Noi ci chiudiamo nella cella

Lo Zohar, Capitolo “Miketz”, Punto 34) “Giuseppe era triste”, con la tristezza dello spirito e con la tristezza del cuore, perché era prigioniero lì. Quando il Faraone comandò per lui, è scritto “E rapidamente lo portarono fuori”, cioè fece la pace e gli risposero con parole di allegria, parole che dilettano il cuore, a causa del fatto che era triste di trovarsi nella cella. All’inizio, egli cadde nella cella, però dalla cella, dopo ascese in grandezza.

Ci sembra che la storia di Giuseppe parli di cose materiali e dei cambiamenti attraverso i quali passano. Giuseppe cade in un pozzo e dopo ascende alla grandezza. Vediamo un deserto, un Faraone, i ministri del Faraone, una prigione ecc …

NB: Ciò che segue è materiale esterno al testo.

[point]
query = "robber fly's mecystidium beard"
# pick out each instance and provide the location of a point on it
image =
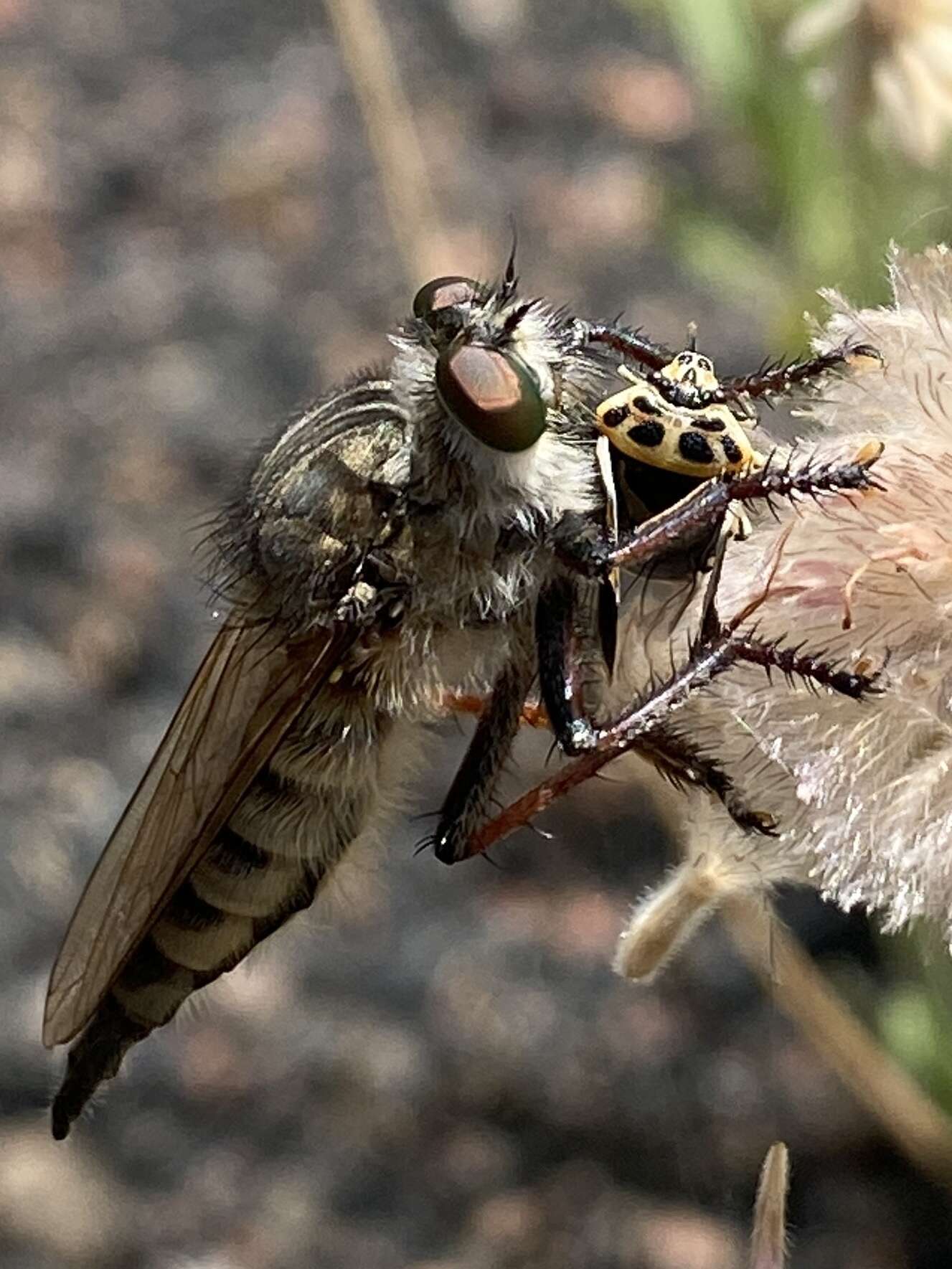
(385, 551)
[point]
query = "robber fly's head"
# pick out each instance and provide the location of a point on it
(494, 359)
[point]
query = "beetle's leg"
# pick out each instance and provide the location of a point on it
(630, 343)
(645, 730)
(776, 379)
(590, 555)
(466, 803)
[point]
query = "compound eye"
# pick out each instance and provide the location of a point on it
(493, 396)
(443, 293)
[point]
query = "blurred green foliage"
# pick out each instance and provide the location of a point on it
(816, 187)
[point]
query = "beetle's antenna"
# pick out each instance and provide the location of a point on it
(509, 278)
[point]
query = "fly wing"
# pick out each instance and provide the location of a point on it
(247, 693)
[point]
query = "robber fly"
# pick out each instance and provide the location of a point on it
(418, 532)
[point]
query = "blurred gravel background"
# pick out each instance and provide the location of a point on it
(438, 1070)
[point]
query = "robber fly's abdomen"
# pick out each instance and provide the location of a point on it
(265, 864)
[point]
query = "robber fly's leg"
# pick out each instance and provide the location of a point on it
(776, 379)
(623, 340)
(593, 556)
(467, 801)
(554, 623)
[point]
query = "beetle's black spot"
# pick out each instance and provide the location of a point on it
(645, 405)
(649, 434)
(732, 450)
(615, 417)
(696, 448)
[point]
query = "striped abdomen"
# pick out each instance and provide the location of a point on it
(281, 844)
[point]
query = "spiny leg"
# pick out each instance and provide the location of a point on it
(631, 343)
(777, 379)
(594, 556)
(644, 730)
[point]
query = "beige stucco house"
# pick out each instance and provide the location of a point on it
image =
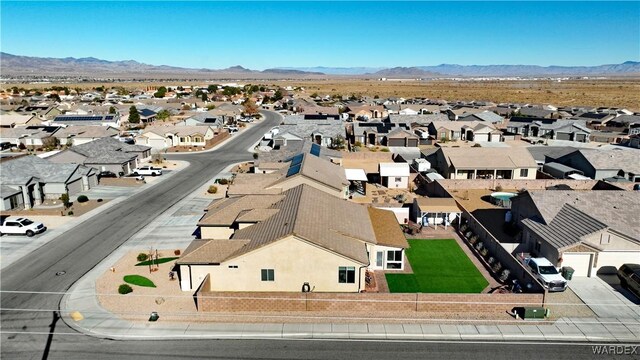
(305, 237)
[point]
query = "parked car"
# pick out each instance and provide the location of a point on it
(104, 174)
(629, 275)
(147, 170)
(544, 271)
(6, 145)
(20, 226)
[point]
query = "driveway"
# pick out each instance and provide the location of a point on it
(605, 300)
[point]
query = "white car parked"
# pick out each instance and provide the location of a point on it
(21, 226)
(147, 170)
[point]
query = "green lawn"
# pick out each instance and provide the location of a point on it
(156, 262)
(439, 266)
(139, 280)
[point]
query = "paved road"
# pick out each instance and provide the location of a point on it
(79, 250)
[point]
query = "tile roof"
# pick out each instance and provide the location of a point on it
(489, 158)
(386, 228)
(315, 216)
(617, 209)
(20, 170)
(567, 227)
(225, 212)
(210, 251)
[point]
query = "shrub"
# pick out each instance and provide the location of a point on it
(124, 289)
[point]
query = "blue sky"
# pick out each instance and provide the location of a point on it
(260, 35)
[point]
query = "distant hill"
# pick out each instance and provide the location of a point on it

Tuttavia, di fatto, è lo stesso Giuseppe a decidere in che maniera vedere la realtà. Giuseppe decide se cade in pozzo, o se si trova nel palazzo del re. Decide se è di giorno o di notte. Percepisce ciascuna delle sue condizioni in conformità al suo livello di rivelazione del Creatore, così come ciò che pensa su questa connessione con il Creatore e sulla situazione in cui si trova.

In realtà siamo sempre nello stato di riempimento infinito. Tuttavia, la nostra percezione non corretta ci dipinge immagini che non sono ancora corrette. Le scene che vediamo sono un riflesso della nostra attitudine e giudizio rispetto al Creatore ed al Suo ruolo nel governarci. La situazione nella quale ci troviamo è di fatto, la nostra evoluzione del comportamento del Creatore verso di noi. Per questo, siamo noi a creare il nostro stato.

Un commento

  1. Oggi ho detto parole simili ad un amico. Lui è a capo di auna società sportiva e si lamenta che i suoi collaboratori non sono attivi ma soffrono di una “passività”: io gli ho detto che ciò che vede nelle persone è spesso ciò che non si ha nemmeno il coraggio di ammettere che manca in noi stessi!